Comment by Queen Kashimbo on November 26, 2009 at 10:20am
This is really a great idea. Many lead Anti-Corruption agencies in the world are are funded by the government and sometimes this makes it difficult for the agencies to embark on campiagns which would advocate for improved legal frameworks. In such instances, civil society participation is the best and most effective stakeholder to carry out such a duty. In Zambia, a number of campaigns by civil society are trying hard develop nonviolent campaigns against corrupt. All i need to gather some detailed information on specific on specific cases. I wish you all the best in this research.
Comment by L.W.Ranjith Wickramasinghe on November 26, 2009 at 9:22am
I m sRi lanka. My organization name of Organisation of Environment and Children Rights Preservation and I'm Charmen.we are work with poor people ,Women and Children. Environment Protection and Environment Rights are our other focused area.
Education for all and Qulitiative Education is our new programme. we build up the Sivil socity network in srilanka.It 's coverd all district and province in sri lanka and all relegious.(Sinhala,Tamil and Muslims)
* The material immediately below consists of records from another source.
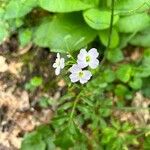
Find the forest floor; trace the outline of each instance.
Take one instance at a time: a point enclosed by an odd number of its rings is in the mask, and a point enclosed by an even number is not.
[[[141,53],[142,50],[136,48],[132,53],[127,50],[125,56],[136,60]],[[25,133],[51,120],[53,110],[39,107],[38,102],[43,96],[57,100],[65,92],[64,80],[55,77],[54,59],[55,55],[48,49],[32,44],[20,48],[16,36],[0,45],[0,150],[19,149]],[[42,85],[27,90],[26,84],[37,76],[43,79]],[[136,93],[133,107],[149,105],[148,99]],[[114,111],[113,115],[137,125],[150,121],[148,110]]]
[[[38,106],[41,97],[58,99],[65,89],[55,79],[52,63],[55,55],[31,44],[19,48],[14,36],[0,45],[0,150],[19,149],[22,137],[40,124],[47,124],[52,109]],[[41,86],[27,90],[26,84],[38,76]]]

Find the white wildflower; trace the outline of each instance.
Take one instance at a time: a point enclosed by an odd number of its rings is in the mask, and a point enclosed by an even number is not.
[[[60,54],[57,53],[57,58],[55,60],[55,63],[53,64],[53,68],[55,68],[55,74],[59,75],[61,69],[65,67],[65,59],[60,57]]]
[[[78,54],[77,63],[81,68],[90,66],[92,69],[95,69],[99,64],[98,56],[99,53],[95,48],[90,49],[88,52],[86,49],[81,49]]]
[[[90,71],[82,70],[77,64],[74,64],[69,71],[71,72],[69,77],[73,83],[79,81],[81,84],[84,84],[88,82],[92,76]]]

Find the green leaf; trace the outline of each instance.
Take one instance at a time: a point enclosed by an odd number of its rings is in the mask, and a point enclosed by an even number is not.
[[[50,12],[73,12],[94,7],[81,0],[39,0],[39,6]]]
[[[27,134],[21,145],[21,150],[45,150],[45,148],[46,144],[37,132]]]
[[[35,43],[51,51],[67,53],[79,50],[93,41],[96,31],[88,27],[78,13],[56,15],[46,20],[35,32]]]
[[[134,14],[119,19],[119,31],[124,33],[138,32],[150,24],[150,17],[146,13]]]
[[[29,13],[37,4],[36,0],[10,0],[5,10],[5,19],[19,18]]]
[[[126,83],[130,80],[132,73],[132,67],[128,64],[122,64],[119,66],[116,75],[119,80]]]
[[[142,94],[148,98],[150,98],[150,84],[149,84],[149,81],[150,81],[150,77],[149,78],[145,78],[143,79],[143,86],[142,86]]]
[[[138,90],[142,87],[142,79],[135,77],[132,81],[129,82],[131,88]]]
[[[104,80],[108,83],[111,83],[115,80],[115,73],[111,69],[106,69],[103,73]]]
[[[110,49],[106,57],[112,63],[116,63],[124,59],[123,52],[118,48]]]
[[[109,6],[111,6],[111,0]],[[121,14],[140,12],[149,9],[150,0],[117,0],[115,10]]]
[[[21,47],[26,46],[28,43],[31,42],[31,38],[32,38],[32,31],[30,29],[21,30],[19,32],[20,46]]]
[[[86,23],[93,29],[103,30],[110,26],[111,12],[102,11],[99,9],[88,9],[83,13]],[[115,15],[113,19],[113,25],[119,20],[119,16]]]
[[[128,88],[125,85],[118,84],[115,88],[115,94],[117,96],[125,96],[129,92]]]
[[[65,128],[62,132],[59,132],[54,143],[56,146],[63,149],[69,149],[73,146],[73,138],[68,128]]]
[[[130,44],[142,47],[150,47],[150,27],[144,31],[136,34],[134,38],[130,40]]]
[[[104,46],[107,47],[109,40],[109,30],[102,30],[99,32],[99,38]],[[109,48],[115,48],[119,44],[119,34],[116,29],[113,28],[111,34],[111,42]]]

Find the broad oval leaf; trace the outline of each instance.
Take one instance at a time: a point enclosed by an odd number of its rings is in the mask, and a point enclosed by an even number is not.
[[[93,29],[103,30],[110,26],[111,12],[101,11],[95,8],[86,10],[83,13],[86,23]],[[115,15],[113,20],[113,25],[117,23],[119,16]]]
[[[35,31],[34,42],[51,51],[78,50],[96,37],[96,31],[88,27],[78,13],[59,14],[52,21],[47,19]]]
[[[138,32],[150,24],[150,17],[146,13],[122,17],[119,20],[119,31],[124,33]]]
[[[6,6],[4,18],[19,18],[29,13],[36,6],[36,0],[10,0]]]
[[[127,13],[141,12],[148,10],[149,4],[150,0],[117,0],[115,2],[115,11],[122,15]]]
[[[94,7],[93,3],[81,0],[39,0],[39,6],[50,12],[73,12]]]

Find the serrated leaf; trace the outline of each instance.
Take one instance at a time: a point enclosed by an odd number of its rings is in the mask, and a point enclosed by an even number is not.
[[[83,12],[86,23],[93,29],[103,30],[110,26],[111,12],[103,11],[99,9],[88,9]],[[119,16],[115,15],[113,19],[113,25],[117,23]]]
[[[119,31],[133,33],[147,28],[150,24],[150,17],[146,13],[134,14],[121,17],[118,22]]]
[[[95,36],[96,31],[84,23],[80,14],[60,14],[37,27],[34,42],[51,51],[66,53],[85,47]]]
[[[39,0],[39,6],[50,12],[73,12],[94,6],[81,0]]]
Our new main field of the Children Rights in the Cultural.It is new Subject of the world.I'm Experties of this subjects.

I can help this all subject and cooperete with you.

Thanks. Ranjith Wickramasinghe
Comment by Robert Egwea on November 26, 2009 at 3:22am
It would be good if you could include Uganda in East Africa, where corruption has penetrated almost every fabric of society, in your study. According to press reports high profile government officials have been implicated in misappropriation of huge amounts of funds. Donors pour millions of dollars into the country each year but this is not reflected in the pace of development especially for war-torn northern region of the country. The government has introduced stringent measures to fight corruption, including creation of an anti-corruption court but the impact is yet to be felt. Some citizens have become active anti-corruption crusaders under the auspices of Anti-corruption Coalition. Nevertheless, they are faced with an uphill task because corruption is now endemic in Ugandn and has therefore become a monster that is extremely difficult to eliminate. A fresh and resulute political will, from both the ruling party and the opposition, is urgently needed in order to get rid of corruption in Uganda but this doesn't necessarily mean regime change as opposition politians tend to propagate because even opposition parties are riddled with corruption!
Comment by Fernanda P. Amaral on November 25, 2009 at 7:26pm
Dear Shaazka, what I can do it tell you that we had and still have in Latin America cases which civic campaigns supported our freedom. I mean, in Brazil, Argetina and Chile we had a hard time of authoritarians governments; you have, for example, in Argentina "Las madres de la Plaza de Mayo", women that still search for their children disappeared. We have now in Honduras a hard time, and some mobilization. But I think that you will find a good material for your work in Latin America. Yes, we had violent actions, but we had pacific ones, that was very very combated for the policy at that time, juts like when our students here in Brazil by 70s went out and did a pacific manifestation and some of them lost their lives. I hope it can help you, ok?
Hugs
Fer
Comment by Aminah Yaquin Carroll on November 25, 2009 at 7:19pm
This is a most fundamentally important study. Corruption is a leanred behavior and it is rewarding to those who participate in material ways. To combat it with enculturation of group and individual consciousness-raising about the high costs of corruption, and the rewards life-long of a life well-lived.
I hope that you will include whistle-blowing in your study, for when individual people do teh right thing without community support they ought to do it with informed knowledge of the possible (and likely) consequences. These often powerfully painful consequences can be mitigated by people rallying to support truth and justice, instead of lies, bribes, cover-ups, blackmail and violence.